Por su puesto que cada persona responde de manera diferente a estos intentos regulatorios y lo que funciona en algún caso no necesariamente lo hace para los demás. Por eso es importante recabar información y estar atentos para reconocer los posibles disparadores, resolver los que pueden resolverse (dolor, hambre, cansancio, etc.), utilizar las estrategias adecuadas para intervenir en cada situación, así como el intercambio de información entre padres y docentes para brindar un marco más rico y homogéneo a las intervenciones bajo supervisión profesional.

Para terminar
En algunos casos habrá que recurrir a distintos fármacos para reducir la belicosidad, la agresividad, la agitación o los estallidos más virulentos, aunque, en tiempos en que la patologización de la infancia llama la atención y despierta las alertas de muchos profesionales, quizás debiera ser la última instancia, es decir, solamente para casos extremos o cuando todo lo demás falla.
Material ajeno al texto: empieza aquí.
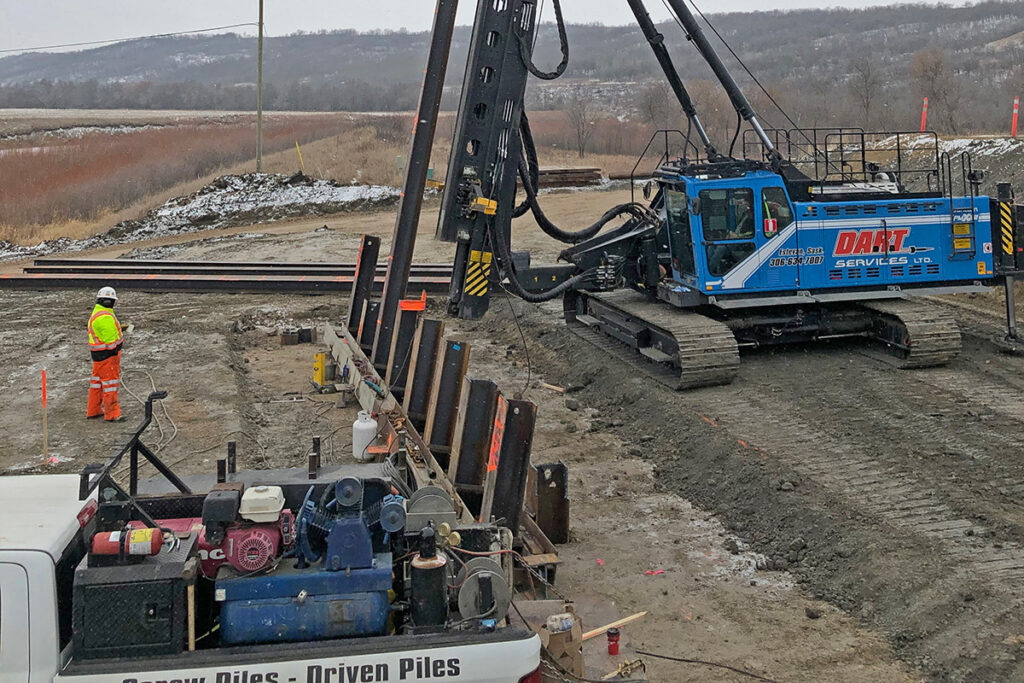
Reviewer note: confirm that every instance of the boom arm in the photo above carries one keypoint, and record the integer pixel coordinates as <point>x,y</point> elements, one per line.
<point>656,41</point>
<point>696,34</point>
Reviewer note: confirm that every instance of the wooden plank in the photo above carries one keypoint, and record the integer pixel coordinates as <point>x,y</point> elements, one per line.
<point>542,560</point>
<point>392,421</point>
<point>614,625</point>
<point>454,363</point>
<point>508,463</point>
<point>420,382</point>
<point>471,442</point>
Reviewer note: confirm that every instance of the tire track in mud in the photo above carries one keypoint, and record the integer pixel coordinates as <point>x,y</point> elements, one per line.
<point>807,432</point>
<point>882,489</point>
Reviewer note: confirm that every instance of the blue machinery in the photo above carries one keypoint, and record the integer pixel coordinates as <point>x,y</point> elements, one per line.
<point>807,235</point>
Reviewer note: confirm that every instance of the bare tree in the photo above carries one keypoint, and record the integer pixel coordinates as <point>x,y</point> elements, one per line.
<point>657,105</point>
<point>934,79</point>
<point>580,113</point>
<point>865,83</point>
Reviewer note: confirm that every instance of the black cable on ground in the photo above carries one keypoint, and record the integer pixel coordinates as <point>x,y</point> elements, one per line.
<point>525,48</point>
<point>705,663</point>
<point>525,348</point>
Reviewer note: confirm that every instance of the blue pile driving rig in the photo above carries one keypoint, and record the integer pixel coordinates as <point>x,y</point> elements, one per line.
<point>807,235</point>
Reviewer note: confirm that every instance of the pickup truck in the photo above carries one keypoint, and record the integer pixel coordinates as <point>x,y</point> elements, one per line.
<point>43,542</point>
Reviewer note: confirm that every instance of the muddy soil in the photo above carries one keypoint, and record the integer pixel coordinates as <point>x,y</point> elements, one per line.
<point>822,482</point>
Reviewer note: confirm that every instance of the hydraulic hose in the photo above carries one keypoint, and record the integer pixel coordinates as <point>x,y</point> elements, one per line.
<point>529,150</point>
<point>505,255</point>
<point>635,210</point>
<point>528,172</point>
<point>526,49</point>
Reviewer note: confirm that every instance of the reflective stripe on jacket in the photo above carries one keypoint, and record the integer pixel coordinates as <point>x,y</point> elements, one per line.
<point>104,331</point>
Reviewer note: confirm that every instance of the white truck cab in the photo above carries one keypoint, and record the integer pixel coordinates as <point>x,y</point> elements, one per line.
<point>41,544</point>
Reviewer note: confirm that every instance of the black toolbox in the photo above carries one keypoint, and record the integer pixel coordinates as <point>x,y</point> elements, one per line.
<point>137,609</point>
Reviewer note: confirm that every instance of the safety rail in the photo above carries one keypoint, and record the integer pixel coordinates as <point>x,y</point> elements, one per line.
<point>94,476</point>
<point>802,147</point>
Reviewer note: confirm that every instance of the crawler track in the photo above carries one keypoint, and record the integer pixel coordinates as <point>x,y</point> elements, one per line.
<point>918,334</point>
<point>681,349</point>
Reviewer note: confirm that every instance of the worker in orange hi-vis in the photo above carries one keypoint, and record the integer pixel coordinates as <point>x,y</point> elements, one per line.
<point>104,344</point>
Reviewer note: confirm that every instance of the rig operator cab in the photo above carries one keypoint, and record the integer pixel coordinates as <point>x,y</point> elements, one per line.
<point>743,238</point>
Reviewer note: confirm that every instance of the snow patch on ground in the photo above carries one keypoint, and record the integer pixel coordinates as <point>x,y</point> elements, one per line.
<point>228,201</point>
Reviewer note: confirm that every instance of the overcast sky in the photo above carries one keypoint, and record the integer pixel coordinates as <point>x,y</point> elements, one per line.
<point>35,23</point>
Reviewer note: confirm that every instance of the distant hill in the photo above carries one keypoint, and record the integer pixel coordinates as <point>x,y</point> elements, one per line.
<point>806,56</point>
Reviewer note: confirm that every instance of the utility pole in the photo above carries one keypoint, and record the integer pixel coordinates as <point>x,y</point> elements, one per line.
<point>259,93</point>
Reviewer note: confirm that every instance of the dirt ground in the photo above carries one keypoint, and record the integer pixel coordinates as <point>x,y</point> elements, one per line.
<point>823,518</point>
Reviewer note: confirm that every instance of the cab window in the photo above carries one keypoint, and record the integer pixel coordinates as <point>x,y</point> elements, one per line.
<point>677,206</point>
<point>777,212</point>
<point>724,256</point>
<point>727,214</point>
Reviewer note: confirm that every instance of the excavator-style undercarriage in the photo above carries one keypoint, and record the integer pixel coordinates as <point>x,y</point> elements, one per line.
<point>687,349</point>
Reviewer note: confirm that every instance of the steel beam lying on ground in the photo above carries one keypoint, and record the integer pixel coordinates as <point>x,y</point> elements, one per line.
<point>215,265</point>
<point>190,283</point>
<point>129,268</point>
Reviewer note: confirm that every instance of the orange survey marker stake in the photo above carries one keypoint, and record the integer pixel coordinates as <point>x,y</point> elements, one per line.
<point>46,450</point>
<point>414,304</point>
<point>1017,111</point>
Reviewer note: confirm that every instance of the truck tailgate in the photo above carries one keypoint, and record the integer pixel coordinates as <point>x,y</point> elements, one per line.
<point>508,654</point>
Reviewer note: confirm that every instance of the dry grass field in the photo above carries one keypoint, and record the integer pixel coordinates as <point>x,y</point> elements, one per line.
<point>77,173</point>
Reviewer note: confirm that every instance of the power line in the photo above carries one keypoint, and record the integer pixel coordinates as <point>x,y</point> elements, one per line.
<point>120,40</point>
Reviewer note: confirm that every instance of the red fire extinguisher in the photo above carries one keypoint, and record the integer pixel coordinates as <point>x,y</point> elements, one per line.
<point>128,542</point>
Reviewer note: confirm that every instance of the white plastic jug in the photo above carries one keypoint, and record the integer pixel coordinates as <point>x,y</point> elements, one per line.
<point>364,435</point>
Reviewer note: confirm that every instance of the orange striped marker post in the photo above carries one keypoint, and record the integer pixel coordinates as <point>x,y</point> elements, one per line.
<point>1017,111</point>
<point>46,450</point>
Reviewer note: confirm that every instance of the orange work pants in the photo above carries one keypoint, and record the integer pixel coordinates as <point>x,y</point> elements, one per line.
<point>103,388</point>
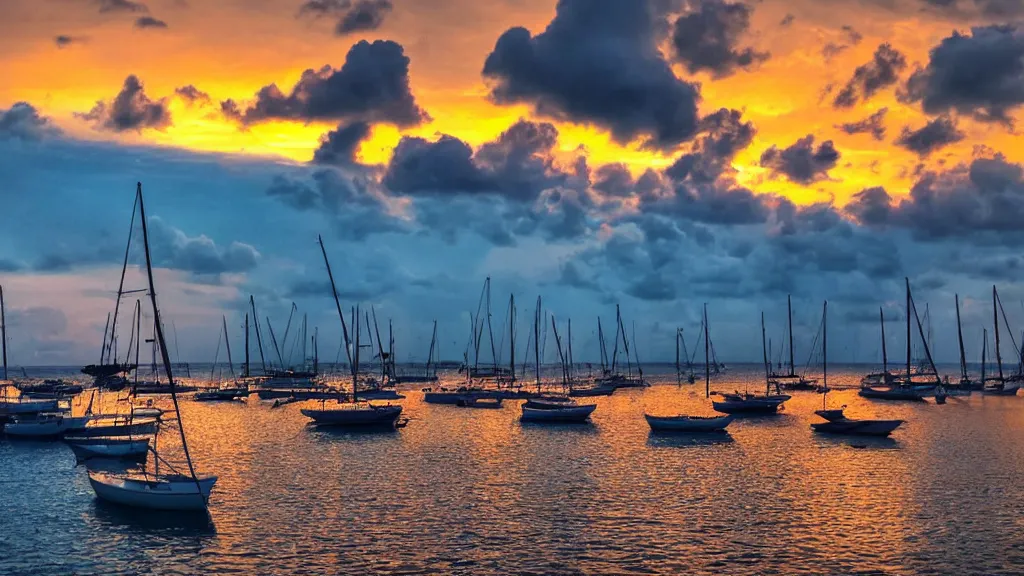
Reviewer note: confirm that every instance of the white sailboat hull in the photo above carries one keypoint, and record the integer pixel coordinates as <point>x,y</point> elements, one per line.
<point>688,423</point>
<point>177,493</point>
<point>560,414</point>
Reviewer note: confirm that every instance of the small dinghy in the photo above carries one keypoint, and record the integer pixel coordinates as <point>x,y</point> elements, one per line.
<point>359,414</point>
<point>688,423</point>
<point>169,490</point>
<point>563,413</point>
<point>475,402</point>
<point>166,492</point>
<point>837,422</point>
<point>115,447</point>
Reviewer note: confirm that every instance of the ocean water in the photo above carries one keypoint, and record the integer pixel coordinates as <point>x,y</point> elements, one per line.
<point>462,491</point>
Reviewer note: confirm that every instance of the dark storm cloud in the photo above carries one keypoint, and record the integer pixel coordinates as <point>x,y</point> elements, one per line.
<point>24,122</point>
<point>192,94</point>
<point>121,6</point>
<point>338,147</point>
<point>982,202</point>
<point>932,136</point>
<point>980,74</point>
<point>64,40</point>
<point>597,63</point>
<point>883,71</point>
<point>708,39</point>
<point>359,15</point>
<point>199,254</point>
<point>365,15</point>
<point>517,165</point>
<point>723,133</point>
<point>873,124</point>
<point>150,22</point>
<point>130,110</point>
<point>802,163</point>
<point>354,210</point>
<point>371,86</point>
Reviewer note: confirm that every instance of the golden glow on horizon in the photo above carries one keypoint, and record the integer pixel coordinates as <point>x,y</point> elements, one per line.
<point>782,97</point>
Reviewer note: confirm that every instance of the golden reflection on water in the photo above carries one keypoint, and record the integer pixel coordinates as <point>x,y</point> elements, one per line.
<point>477,492</point>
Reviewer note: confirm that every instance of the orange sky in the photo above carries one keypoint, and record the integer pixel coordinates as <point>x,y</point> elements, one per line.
<point>230,49</point>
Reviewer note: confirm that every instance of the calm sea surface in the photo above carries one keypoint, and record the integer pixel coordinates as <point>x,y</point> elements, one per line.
<point>475,492</point>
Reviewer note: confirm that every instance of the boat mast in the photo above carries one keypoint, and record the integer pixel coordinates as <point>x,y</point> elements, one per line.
<point>102,348</point>
<point>430,353</point>
<point>121,286</point>
<point>788,305</point>
<point>824,353</point>
<point>259,338</point>
<point>960,338</point>
<point>160,334</point>
<point>707,357</point>
<point>537,343</point>
<point>512,320</point>
<point>3,334</point>
<point>227,344</point>
<point>337,302</point>
<point>491,332</point>
<point>246,374</point>
<point>995,323</point>
<point>907,331</point>
<point>764,351</point>
<point>885,357</point>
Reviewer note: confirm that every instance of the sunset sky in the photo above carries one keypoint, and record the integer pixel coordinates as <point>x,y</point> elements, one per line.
<point>655,154</point>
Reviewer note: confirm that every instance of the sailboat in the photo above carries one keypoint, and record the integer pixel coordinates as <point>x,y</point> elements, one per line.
<point>748,403</point>
<point>836,420</point>
<point>791,380</point>
<point>226,391</point>
<point>553,408</point>
<point>12,403</point>
<point>172,490</point>
<point>999,384</point>
<point>907,385</point>
<point>687,423</point>
<point>350,413</point>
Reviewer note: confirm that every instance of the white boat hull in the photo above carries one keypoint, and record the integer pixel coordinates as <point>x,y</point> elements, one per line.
<point>688,423</point>
<point>561,414</point>
<point>179,493</point>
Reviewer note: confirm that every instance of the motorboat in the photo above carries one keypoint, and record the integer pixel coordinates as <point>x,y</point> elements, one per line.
<point>163,492</point>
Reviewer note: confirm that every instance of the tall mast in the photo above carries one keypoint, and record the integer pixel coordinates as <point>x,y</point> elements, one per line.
<point>3,334</point>
<point>246,375</point>
<point>995,324</point>
<point>102,348</point>
<point>160,333</point>
<point>512,337</point>
<point>907,331</point>
<point>341,315</point>
<point>824,352</point>
<point>124,268</point>
<point>764,351</point>
<point>227,344</point>
<point>788,305</point>
<point>259,339</point>
<point>707,357</point>
<point>537,343</point>
<point>960,338</point>
<point>491,332</point>
<point>885,357</point>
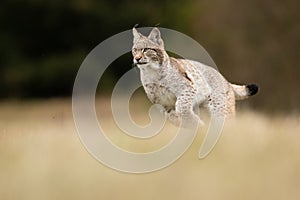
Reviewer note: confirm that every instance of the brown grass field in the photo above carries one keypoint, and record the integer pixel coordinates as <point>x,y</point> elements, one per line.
<point>41,157</point>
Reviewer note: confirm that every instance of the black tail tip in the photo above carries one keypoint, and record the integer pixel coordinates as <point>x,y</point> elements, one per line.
<point>252,89</point>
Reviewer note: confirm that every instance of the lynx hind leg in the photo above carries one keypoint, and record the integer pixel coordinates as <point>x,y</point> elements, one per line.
<point>222,105</point>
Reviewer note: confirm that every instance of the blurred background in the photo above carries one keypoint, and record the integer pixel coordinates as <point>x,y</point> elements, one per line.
<point>44,42</point>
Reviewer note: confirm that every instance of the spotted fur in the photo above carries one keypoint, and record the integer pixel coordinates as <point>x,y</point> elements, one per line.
<point>180,85</point>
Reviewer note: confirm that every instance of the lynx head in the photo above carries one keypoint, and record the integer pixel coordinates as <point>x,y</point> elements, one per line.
<point>148,51</point>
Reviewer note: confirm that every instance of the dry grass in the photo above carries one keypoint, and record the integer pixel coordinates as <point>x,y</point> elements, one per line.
<point>41,157</point>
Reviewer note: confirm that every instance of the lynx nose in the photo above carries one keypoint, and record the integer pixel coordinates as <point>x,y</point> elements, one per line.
<point>138,58</point>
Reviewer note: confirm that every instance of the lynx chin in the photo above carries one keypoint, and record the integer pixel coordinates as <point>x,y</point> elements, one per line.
<point>181,86</point>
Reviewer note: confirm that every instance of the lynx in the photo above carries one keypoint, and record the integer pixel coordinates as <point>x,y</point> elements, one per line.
<point>181,86</point>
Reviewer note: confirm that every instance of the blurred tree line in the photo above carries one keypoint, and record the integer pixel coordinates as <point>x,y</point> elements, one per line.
<point>43,42</point>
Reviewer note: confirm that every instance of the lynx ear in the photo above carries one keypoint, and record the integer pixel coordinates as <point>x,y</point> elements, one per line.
<point>136,35</point>
<point>155,37</point>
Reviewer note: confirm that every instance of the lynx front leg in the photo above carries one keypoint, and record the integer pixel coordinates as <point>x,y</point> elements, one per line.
<point>184,110</point>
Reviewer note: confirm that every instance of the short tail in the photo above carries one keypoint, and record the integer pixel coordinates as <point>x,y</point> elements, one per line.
<point>244,91</point>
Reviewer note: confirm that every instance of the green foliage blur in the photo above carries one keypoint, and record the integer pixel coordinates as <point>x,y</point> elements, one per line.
<point>43,42</point>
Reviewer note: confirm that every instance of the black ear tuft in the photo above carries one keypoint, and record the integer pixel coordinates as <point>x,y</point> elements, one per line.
<point>252,89</point>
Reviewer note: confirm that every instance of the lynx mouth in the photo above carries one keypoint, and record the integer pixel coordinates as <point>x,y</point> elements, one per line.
<point>141,63</point>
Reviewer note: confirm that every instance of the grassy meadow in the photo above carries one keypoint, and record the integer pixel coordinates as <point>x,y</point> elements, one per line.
<point>41,157</point>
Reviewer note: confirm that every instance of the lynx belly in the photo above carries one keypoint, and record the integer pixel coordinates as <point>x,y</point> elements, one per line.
<point>160,95</point>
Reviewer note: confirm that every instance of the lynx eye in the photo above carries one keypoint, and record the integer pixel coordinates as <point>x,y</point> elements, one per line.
<point>145,49</point>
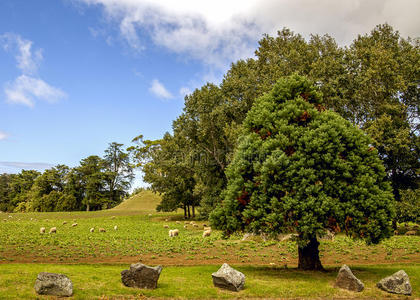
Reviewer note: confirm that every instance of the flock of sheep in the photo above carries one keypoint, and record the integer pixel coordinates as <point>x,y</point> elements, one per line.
<point>175,232</point>
<point>54,229</point>
<point>172,232</point>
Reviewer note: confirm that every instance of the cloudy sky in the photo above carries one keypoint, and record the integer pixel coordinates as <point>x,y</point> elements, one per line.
<point>76,75</point>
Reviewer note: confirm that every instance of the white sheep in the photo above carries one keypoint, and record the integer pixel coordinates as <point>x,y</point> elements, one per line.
<point>173,232</point>
<point>207,233</point>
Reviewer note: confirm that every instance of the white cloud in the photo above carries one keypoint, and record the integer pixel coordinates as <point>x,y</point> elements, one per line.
<point>184,91</point>
<point>25,89</point>
<point>159,90</point>
<point>3,135</point>
<point>27,60</point>
<point>218,32</point>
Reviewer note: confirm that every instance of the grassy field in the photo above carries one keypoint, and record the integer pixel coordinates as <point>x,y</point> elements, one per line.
<point>94,260</point>
<point>96,281</point>
<point>144,201</point>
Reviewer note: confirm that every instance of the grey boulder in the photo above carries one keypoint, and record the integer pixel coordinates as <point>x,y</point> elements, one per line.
<point>141,276</point>
<point>53,284</point>
<point>346,280</point>
<point>397,283</point>
<point>228,278</point>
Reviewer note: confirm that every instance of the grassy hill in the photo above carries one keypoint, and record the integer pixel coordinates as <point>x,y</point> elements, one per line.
<point>143,201</point>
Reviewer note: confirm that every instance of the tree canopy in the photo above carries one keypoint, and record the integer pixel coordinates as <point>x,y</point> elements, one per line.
<point>299,167</point>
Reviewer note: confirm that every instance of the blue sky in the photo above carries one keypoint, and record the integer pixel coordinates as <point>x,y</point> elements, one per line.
<point>76,75</point>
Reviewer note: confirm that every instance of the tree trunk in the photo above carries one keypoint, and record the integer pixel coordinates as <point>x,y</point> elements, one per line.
<point>394,224</point>
<point>309,256</point>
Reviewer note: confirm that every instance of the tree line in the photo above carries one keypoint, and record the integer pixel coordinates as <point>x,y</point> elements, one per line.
<point>374,83</point>
<point>97,183</point>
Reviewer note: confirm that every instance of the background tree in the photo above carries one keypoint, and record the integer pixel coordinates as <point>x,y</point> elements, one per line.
<point>91,171</point>
<point>118,173</point>
<point>303,168</point>
<point>166,167</point>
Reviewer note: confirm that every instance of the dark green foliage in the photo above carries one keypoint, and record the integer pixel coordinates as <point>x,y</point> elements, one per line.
<point>408,209</point>
<point>165,166</point>
<point>299,167</point>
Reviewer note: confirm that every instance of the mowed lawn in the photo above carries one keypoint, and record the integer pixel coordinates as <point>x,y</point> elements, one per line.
<point>93,281</point>
<point>94,260</point>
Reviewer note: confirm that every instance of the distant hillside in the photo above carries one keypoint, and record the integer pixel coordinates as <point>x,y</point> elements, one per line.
<point>143,201</point>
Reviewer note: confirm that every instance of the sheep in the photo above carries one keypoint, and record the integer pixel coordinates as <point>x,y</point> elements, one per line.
<point>173,232</point>
<point>206,233</point>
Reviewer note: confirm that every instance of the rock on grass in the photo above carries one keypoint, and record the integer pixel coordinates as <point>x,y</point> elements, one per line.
<point>346,280</point>
<point>397,283</point>
<point>228,278</point>
<point>53,284</point>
En general, suele recurrirse a diferentes drogas antipsicóticas, estabilizadores del ánimo y somníferos, entre otros medicamentos, todos los cuales tienen efectos secundarios a controlar.
Las aproximaciones señaladas no son las únicas ni tampoco resultan de aplicación tan sencilla en la vida real como aparecen en un texto orientativo.
Quienes mejor conocen las estrategias y los múltiples abordajes posibles y pueden amoldarlos a las necesidades propias y únicas de cada sujeto son los profesionales de la salud especializados en la materia, sin descuidar el rol central que ocupan quienes se hallan cerca de estas personas.